El término “mago”, además, no tenía en la antigüedad el significado actual. Lejos de la idea de hechicería, hacía referencia a sabios con amplios conocimientos científicos, especialmente en astronomía y astrología. Así lo explica el doctor en Teología Juan Chapa Prado, citando estudios que vinculan la palabra con una antigua tribu persa dedicada a funciones sacerdotales y al estudio de los astros.

Con el paso del tiempo, estos magos se convirtieron también en reyes. Esta transformación se atribuye a Quinto Séptimo Tertuliano, un influyente pensador cristiano de los siglos II y III, quien interpretó un pasaje del Antiguo Testamento —el Salmo 72— como una profecía sobre la adoración de reyes al Mesías. Desde entonces, los magos de Oriente comenzaron a representarse con coronas.
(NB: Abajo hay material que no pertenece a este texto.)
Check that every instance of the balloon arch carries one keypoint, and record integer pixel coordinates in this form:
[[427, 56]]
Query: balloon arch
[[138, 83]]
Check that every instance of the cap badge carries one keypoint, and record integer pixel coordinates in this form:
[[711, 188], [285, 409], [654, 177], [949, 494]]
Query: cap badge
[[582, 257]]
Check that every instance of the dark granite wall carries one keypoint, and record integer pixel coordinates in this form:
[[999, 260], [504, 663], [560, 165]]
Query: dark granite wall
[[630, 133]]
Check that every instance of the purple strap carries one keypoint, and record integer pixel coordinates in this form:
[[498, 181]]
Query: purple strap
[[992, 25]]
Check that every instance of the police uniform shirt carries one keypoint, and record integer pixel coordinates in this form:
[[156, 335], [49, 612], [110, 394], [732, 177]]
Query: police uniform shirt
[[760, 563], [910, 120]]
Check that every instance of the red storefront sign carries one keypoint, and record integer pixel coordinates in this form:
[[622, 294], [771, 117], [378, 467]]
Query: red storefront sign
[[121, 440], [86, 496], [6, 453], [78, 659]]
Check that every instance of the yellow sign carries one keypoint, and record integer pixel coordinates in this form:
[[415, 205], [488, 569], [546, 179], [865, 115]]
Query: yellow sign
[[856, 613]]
Aun así, durante varios siglos no existió consenso sobre cuántos eran. La iconografía cristiana muestra representaciones con dos, tres e incluso cuatro magos, como ocurre en un fresco de las catacumbas de Santa Domitila, en Roma. Recién en el siglo V el papa León I el Magno estableció oficialmente que eran tres, una decisión vinculada tanto a los tres regalos como al simbolismo del número en la Trinidad cristiana.

Los nombres Melchor, Gaspar y Baltasar tampoco aparecen en la Biblia. Según el historiador José Javier Azanza, surgieron por primera vez en textos no canónicos como el Evangelio Armenio de la Infancia, del siglo IV, y se consolidaron recién en el siglo IX con su inclusión en el Liber Pontificalis de Ravena. Antes de eso, circularon variantes de estos nombres en distintas crónicas medievales.

Otra imagen que se fue construyendo con el tiempo es la de Baltasar como rey mago negro. En los primeros siglos del cristianismo, los tres eran representados con rasgos similares. Fue a partir del siglo XII cuando comenzaron a diferenciarse para simbolizar la universalidad del cristianismo, asociando a cada uno con Europa, Asia y África, los tres continentes conocidos hasta entonces. Sin embargo, esta representación se consolidó recién en el siglo XV.

Si bien la figura de los Reyes Magos está ligada a la tradición cristiana, el hecho de que traigan regalos podría tener un origen pagano. Diversos estudios señalan que las celebraciones romanas de las Saturnales, realizadas en diciembre, incluían la costumbre de intercambiar obsequios y decorar las casas, prácticas que luego se integraron a las festividades cristianas.

Así, la historia de los Reyes Magos es el resultado de siglos de reinterpretaciones, simbolismos y mezclas culturales. Ni fueron necesariamente tres, ni fueron reyes, ni eran magos en el sentido actual de la palabra. Aun así, su figura sigue viva, recordándonos cómo las tradiciones se construyen y transforman con el paso del tiempo… y alegrándoles el 6 de enero a los niños de gran parte del mundo.